Лекция продолжалась, Владимир говорил, а Вере как будто снова открылась непрописная истина, которая заложена глубоко в каждом человеке, но которая с годами истирается, изменяется, искажается.

В эту ночь Вера долго не могла заснуть, думая об их встрече и его словах: «Вы не проживаете ту жизнь, которая у вас в голове, ту жизнь, о которой вы мечтаете. Как же поверить в то, что ваше предназначение — это успех? Как поверить в то, что вы созданы для яркой и замечательной жизни?»

Но разве ее жизнь не прожита? Разве пятьдесят лет — не тот возраст, когда только сидят дома, читают газеты и книги и нянчат внуков?

Что‑то старое, давно сложившееся в ней, давно воспринятое как само собой разумеющееся, говорило «да». Но что‑то другое, что Вера так и не смогла в себе до конца подавить, робко поднималось, протягивало руки к солнцу и кричало во весь голос: «Нет! Это неправда!» И тут же, испуганное тем другим, старым голосом, пряталось, но через несколько мгновений снова поднималось и устремлялось к свету.

На следующий день, сама себе не желая признаться, она ждала звонка Владимира. Она так хотела увидеть его лицо, эти синие глаза, которые, казалось, читают всю ее подноготную. Его губы с этим волнующим изгибом, к которым ей так хотелось прильнуть губами.

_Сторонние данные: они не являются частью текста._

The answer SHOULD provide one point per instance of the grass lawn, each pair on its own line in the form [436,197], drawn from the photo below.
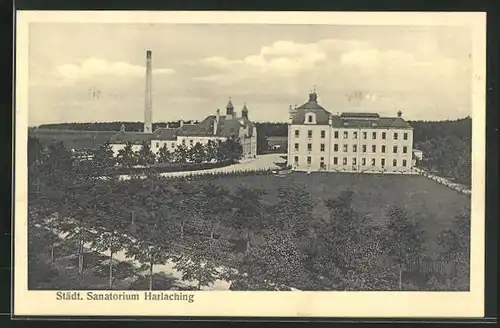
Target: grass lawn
[373,195]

Они сидели в маленькой кафешке в центре. Владимир, нежно смотря ей в глаза, взял ее за руку, и она снова почувствовала себя как в студенческие годы, молодой и неопытной. Он ласкал ее глазами, и Вера не могла оторвать свой взгляд от его. Казалось, прошла целая вечность, а они все еще смотрели в глаза друг другу, не говоря ни слова, пока подошедший с заказом официант не прервал их.

Во время еды они просто улыбались друг другу, перекидываясь ничего не значащими фразами.

Расплатившись по счету, Владимир, взяв Веру за руку, нежно, но уверенно потянул ее за собой. И она подчинилась. Больше не боясь, не раздумывая, не сомневаясь, она просто последовала за ним.

Он поймал такси, и она буквально упала в его объятия на заднем сиденье. Осторожно, словно это была фарфоровая ваза, он взял ее лицо в свои руки и начал целовать лоб, глаза, нос и, наконец, губы. И снова, как в тот самый первый раз, в походе, у озера, Вера почувствовала себя с ним единым целым. Весь их маршрут до его дома стал бесконечным поцелуем.

Машина остановилась, и они вынуждены были оторваться друг от друга. В зеркало водителя Вера увидела пару смеющихся глаз. Шофер, молодой паренек, терпеливо ждал, когда сидящая на заднем сиденье пара наконец‑то оторвется друг от друга.

Вера фыркнула от смеха, подумав про себя: «Думает, наверное, совсем рехнулись на старости лет».

Владимир быстро пошел по лестнице, ведя Веру за собой. Ноги были как вата, от волнения она почти не могла идти.

Он дрожащими руками открыл дверь.

«А ведь он тоже волнуется», — подумала про себя Вера.

Он стал жадно целовать ее в коридоре. И ничего больше не было, лишь мужчина и женщина, такие, как их создала природа, и то, из‑за чего они сходились во все времена и цивилизации, — желание…

Они лежали в объятиях друг друга, не двигаясь, позволяя только теплу своих тел впитываться одно в другое, закрыв глаза, чтобы полнее насладиться этим счастливым опьянением.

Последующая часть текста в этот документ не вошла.